In this section, you also find a “Mute” button. Not all mixers have this, but it is a nice feature. When you press down on this button, you will not get any sound from the channel. It allows you to “turn off” the channel without having to touch the volume level. That way, when it is not in use, it can be muted so that it won’t pick up unwanted sound, and when someone wants to use it, it is already set to the correct volume level. Some mixers mute the entire channel and others just mute to the mains. Check on your board to see how it behaves in your environment. Also, note that there is a nice little red button with a line going up to the mute button. If you mute the channel, the red light comes on so that you know why “Harry” can’t be heard any more. The visual indicator is a nice feature.
The “Solo” button is kind of the opposite of the Mute button, but typically only in the headphone “mix”. This button is used to isolate one or more channels. When you press the solo button on one channel, only that one channel can be heard. You can press the solo button on more than one channel if you want to hear multiple channels. Again, typically, this is only in the headphone mix, not what is coming out of the mains. Why would you use this control?
It is great to see what you are really hearing on that channel. You may be hearing someone singing who is really off key … but you aren’t sure who it is. Plug in the headphones and use the solo button to see who it is.
I know that there have been times when I have wanted to turn up or down a particular instrument or singer and have adjusted the volume many times but it just never seemed to make a difference.
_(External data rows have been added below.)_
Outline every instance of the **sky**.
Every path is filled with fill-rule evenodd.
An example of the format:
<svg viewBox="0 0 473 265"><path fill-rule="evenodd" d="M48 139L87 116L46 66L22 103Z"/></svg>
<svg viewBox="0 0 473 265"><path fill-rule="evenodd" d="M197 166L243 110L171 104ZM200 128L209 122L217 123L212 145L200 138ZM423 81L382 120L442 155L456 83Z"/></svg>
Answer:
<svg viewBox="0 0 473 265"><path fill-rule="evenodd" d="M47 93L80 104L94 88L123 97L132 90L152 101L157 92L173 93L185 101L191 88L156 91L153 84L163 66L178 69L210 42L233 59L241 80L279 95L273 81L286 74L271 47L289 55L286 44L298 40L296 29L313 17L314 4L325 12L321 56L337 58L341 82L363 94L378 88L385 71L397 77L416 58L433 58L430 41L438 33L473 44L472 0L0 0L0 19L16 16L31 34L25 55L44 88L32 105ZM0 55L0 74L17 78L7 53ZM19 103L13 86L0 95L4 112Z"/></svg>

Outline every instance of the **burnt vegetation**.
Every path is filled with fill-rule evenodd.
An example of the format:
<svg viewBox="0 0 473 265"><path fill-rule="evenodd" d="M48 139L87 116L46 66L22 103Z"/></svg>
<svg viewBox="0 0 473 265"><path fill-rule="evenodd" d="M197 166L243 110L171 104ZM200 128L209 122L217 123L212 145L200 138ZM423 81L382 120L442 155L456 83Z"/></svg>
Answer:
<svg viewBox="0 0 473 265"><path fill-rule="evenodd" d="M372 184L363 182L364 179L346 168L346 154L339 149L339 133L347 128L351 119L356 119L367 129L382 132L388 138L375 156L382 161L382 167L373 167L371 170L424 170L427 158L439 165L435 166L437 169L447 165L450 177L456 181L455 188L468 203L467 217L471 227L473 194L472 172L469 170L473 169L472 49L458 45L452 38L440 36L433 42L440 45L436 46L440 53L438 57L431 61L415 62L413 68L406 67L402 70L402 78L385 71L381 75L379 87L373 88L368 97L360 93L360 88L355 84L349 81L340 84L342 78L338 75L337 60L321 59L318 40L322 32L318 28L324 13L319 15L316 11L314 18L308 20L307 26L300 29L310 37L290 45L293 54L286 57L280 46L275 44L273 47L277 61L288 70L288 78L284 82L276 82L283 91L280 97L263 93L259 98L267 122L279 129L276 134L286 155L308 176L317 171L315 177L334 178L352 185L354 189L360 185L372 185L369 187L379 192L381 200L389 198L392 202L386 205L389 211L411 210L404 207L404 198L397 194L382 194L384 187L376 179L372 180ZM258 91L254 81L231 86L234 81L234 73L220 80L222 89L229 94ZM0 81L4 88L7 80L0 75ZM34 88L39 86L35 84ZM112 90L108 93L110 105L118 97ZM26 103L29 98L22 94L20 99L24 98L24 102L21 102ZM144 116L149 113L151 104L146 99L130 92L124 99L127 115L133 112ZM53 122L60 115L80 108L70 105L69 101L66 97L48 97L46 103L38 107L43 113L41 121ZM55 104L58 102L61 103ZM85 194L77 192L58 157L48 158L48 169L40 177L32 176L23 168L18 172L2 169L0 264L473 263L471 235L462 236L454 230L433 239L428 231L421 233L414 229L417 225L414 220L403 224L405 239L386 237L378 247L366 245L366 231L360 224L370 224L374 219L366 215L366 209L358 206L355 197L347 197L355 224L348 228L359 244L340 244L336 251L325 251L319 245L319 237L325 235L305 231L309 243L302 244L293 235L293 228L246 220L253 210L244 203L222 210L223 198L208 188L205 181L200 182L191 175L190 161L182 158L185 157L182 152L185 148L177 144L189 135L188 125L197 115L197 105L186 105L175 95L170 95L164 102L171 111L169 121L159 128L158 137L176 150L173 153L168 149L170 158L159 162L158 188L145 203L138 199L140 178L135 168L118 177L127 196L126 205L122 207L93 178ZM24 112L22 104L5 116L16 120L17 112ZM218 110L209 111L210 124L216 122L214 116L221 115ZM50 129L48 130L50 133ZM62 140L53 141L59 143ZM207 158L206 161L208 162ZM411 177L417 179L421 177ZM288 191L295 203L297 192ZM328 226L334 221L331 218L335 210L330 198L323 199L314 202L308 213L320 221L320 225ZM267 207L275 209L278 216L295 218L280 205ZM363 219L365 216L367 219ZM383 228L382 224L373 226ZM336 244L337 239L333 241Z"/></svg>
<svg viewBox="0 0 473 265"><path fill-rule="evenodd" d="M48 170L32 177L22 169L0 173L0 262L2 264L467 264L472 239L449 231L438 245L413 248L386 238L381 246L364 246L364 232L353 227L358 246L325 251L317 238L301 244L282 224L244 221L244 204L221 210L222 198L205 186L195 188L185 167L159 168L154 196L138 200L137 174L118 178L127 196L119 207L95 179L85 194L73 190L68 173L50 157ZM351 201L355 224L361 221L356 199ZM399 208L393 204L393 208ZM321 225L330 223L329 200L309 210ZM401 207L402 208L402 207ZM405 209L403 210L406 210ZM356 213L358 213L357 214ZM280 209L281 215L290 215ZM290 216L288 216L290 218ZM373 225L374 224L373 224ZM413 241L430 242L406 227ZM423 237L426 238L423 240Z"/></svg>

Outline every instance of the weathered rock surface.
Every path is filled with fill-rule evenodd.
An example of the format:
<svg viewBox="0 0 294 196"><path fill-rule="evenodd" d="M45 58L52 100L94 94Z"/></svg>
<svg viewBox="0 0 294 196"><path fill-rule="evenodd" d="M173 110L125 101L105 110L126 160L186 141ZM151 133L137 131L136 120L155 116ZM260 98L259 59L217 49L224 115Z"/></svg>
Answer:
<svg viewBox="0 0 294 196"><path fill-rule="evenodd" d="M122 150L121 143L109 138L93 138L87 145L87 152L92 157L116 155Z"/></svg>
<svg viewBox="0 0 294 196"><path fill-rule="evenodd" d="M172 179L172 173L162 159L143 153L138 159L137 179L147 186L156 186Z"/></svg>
When I used the Solo button, I found out that it wasn’t on the channel I thought it was.
There are many other uses for the solo button, but it is used primarily as a diagnostic tool to assist you in isolating what is coming from a particular channel. This particular mixer has a solo “indicator light” that blinks when you have it soloed. That helps to remind you that you have it pressed so that you won’t have a heart attack when you only heare onw voice in your headphones.
Well, there you have it. We have talked about all of the controls on the channel strip at the left. You may have controls on your channel strip that haven’t been covered here. Well, they aren’t important. OK … they are important, but they are probably less important than the ones we have covered here. If you still have questions about other controls on your mixer, find the users manual and read about them. You should have enough of a base from these lessons to understand what you read.
So, how that we have covered the volume controls, is the volume slider the most important control on the board? You can now see how so many other controls on the channel strip effect what happens when you push the slider forward or pull it back.
The next lesson will begin our foray into the output section. Once you have completed all of those lessons, you should understand how the channel strip and the output section interacts.